DOUBLE TENTATIVE D'ASSASSINAT DANS LA RUE OGRE...



Cette douleur enfouie toujours, au plus profond, d'avoir eu un père que l'on n'a pu qu'aimer haïr. Ce mal que l'on traîne, ans après ans, plus que comme un fil à la patte : comme une sorte de prison qui vous enferme à jamais dans ce mal que l'on vous a fait, sans explication possible, sans justification autre que «Léon Jacques [le père] ne m'aimait pas, ne me trouvait ni charmant ni beau. Il m'en voulait de porter son nom, souhaitait qu'ich disparaisse, que cela cesse.»

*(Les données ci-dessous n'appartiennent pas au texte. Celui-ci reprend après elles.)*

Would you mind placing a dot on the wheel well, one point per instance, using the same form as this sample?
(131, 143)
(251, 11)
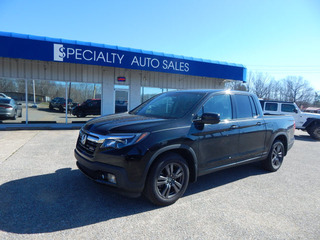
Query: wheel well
(187, 156)
(284, 141)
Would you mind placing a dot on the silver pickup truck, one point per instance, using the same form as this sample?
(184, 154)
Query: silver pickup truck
(309, 122)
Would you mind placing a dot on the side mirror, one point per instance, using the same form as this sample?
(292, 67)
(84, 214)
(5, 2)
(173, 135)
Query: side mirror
(209, 118)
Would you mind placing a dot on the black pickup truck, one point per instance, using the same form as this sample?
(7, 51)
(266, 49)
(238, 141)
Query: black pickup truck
(175, 137)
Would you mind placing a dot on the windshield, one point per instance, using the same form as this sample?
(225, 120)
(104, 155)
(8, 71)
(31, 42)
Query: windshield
(168, 105)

Ce que cela doit être terrible, pour un fils, de comprendre cela. Terrible au point de camoufler le Je derrière un Ich qui, pour être de commun usage au philologue Paul de Brançion, n'en est pas moins un évitement narcissique fort, désespéré peut-être, une sorte de "je est un autre" rimbaldien s'affranchissant de sa langue, s'évoquant lui-même comme un inconnu dans le refus du père de le reconnaître pour Je.



L'Ogre du Vaterland... Quel nom terrible donné à son propre père. La carte et le territoire en deux mots. La carte, spirituelle, malfaisante, c'est cet homme, digne des personnages les plus noirs, les plus mortifères et ignobles des contes - en l'occurrence, ceux de Charles Perrault, dont les extraits et citations émaillent de leur éclaircissement symbolique, souvent violent, le fil de cette lecture tragique -, le Vaterland (pour les non-germanistes, ce mot se traduit par "la patrie" en français mais, mot pour mot, c'est "la Terre du Père", et l'on pourrait ainsi lui donner comme équivalent, avec une inversion du genre, de "Mère Patrie"), c'est le territoire, cet endroit terrible, infranchissable, inviolable et pourtant lieu parfait d'enfermement avec lequel l'enfant du construire son propre monde, à l'exception de ces quelques trop rares moments de respiration durant lesquels le père était parti pour voyage d'affaire.

Qu'il doit être terrible de haïr à ce point un père et qui vous a haï d'abord et en retour...



Alors, sans expliquer ni justifier, sans pardonner ni absoudre, se conter une histoire : l'histoire de ce père honni, parce que brutal, parce que mal aimant, parce qu'ennemi de la mère aussi, parce qu'oublieux de ses rejetons ; parce que mort au-dedans et imposant sa mort alentour. Explorer le territoire de cet autre, l'histoire de ce père ancien officier de marine (est-ce un hasard : un paquebot allemand, antérieur à la seconde guerre mondiale, fut baptisé "Vaterland". Ce fut par ailleurs un énorme échec commercial. Ainsi que furent, semble-t-il, certaines affaires du père), «plus mussolinien que naziste, plus fachiste que léniniste, malin, habile, retors», et Paul de Brancion de préciser, implacable, «retors jusqu'à la fellation du monde». "Ich" nous dresse le portrait d'un être terrifiant dans sa banalité mauvaise, qui épouse une femme avec laquelle il sera en conflit larvé jusqu'à la fin, qui lui fera enfants sur enfants, sans pourtant aimer la "marmaille", parce qu'on est catholique traditionnel et que Vatican II n'est jamais passé par là.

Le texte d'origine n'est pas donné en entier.